林砚清哈哈大笑,“放心吧,破产了也饿不着你。”
程知恩转头望着车窗外,又自言自语一句,“今年冬天我感觉像没过一样,都没觉得冷。”房子里有暖气,车里有暖气,连爷爷家后院种花的花棚都有暖气,到哪里都有暖气,都忘记了冬天的寒冷。只是,没了那份寒冷,程知恩总觉得哪里不对劲,像是失去了与周遭世界的连接。他按着按钮,降下一点窗户,想感受一下外面的气息。

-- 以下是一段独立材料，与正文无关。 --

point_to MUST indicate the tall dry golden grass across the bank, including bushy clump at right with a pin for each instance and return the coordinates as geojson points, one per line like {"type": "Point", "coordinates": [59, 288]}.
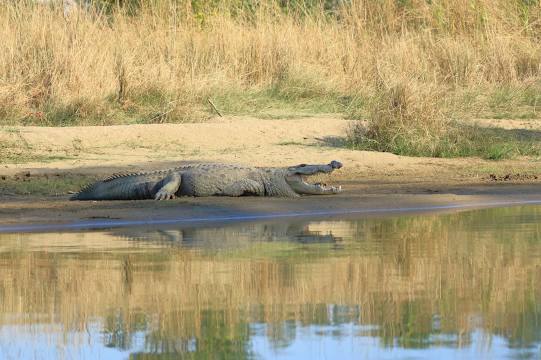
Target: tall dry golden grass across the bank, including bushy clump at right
{"type": "Point", "coordinates": [414, 70]}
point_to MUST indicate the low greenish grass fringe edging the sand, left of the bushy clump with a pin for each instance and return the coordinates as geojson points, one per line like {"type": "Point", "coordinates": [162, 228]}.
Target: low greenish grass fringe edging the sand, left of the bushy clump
{"type": "Point", "coordinates": [153, 106]}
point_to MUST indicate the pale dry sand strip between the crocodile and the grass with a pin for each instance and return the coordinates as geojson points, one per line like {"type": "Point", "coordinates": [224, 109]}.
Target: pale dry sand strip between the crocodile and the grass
{"type": "Point", "coordinates": [234, 140]}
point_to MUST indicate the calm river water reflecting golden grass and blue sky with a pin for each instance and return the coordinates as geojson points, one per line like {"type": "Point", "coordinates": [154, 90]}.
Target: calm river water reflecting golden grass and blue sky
{"type": "Point", "coordinates": [460, 285]}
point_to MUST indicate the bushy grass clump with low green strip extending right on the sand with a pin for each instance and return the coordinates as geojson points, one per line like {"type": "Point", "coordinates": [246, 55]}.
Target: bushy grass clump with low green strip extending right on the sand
{"type": "Point", "coordinates": [404, 122]}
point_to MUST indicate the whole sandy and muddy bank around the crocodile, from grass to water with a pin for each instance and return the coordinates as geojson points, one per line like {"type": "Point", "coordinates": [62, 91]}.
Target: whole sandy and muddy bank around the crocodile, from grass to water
{"type": "Point", "coordinates": [35, 184]}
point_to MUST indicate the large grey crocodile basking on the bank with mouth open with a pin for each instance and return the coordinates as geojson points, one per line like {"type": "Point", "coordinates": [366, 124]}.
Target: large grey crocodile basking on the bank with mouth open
{"type": "Point", "coordinates": [211, 180]}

冷风灌进来,梁远瞪程知恩一眼,探手又把窗户给关上了。转头开口说一句,“林叔,我们学校老师说现在有空宿舍,问我们要不要过去住。我看你这样每天接送我们也太累了,要不我们住校吧。辅导班离学校也不远。”
“没事,接送你们不累。”林砚清在红绿灯前停下,回头看看说,“等辅导课上完了再说。如果想住校可以住学校前面的公寓,那里条件好。”孩子越长越大,再不抓紧时间相处,就没机会走进了。这段时间他特意推掉工作上的事情,花时间和儿子相处。经过刚刚的对话,他准备回去再把青少年心理成长的书抓紧读完。
要是说这十几岁的孩子是孩子,他却已经有成年人的思维了;要是说十几岁的人是成年人,他又没有成年人的阅历和耐心。放松不得。林爸爸初为人父,育儿书堆满了办公室。请教了半个医院的父母,整个医院的人都知道了林院长、林总有了个正在高考的儿子。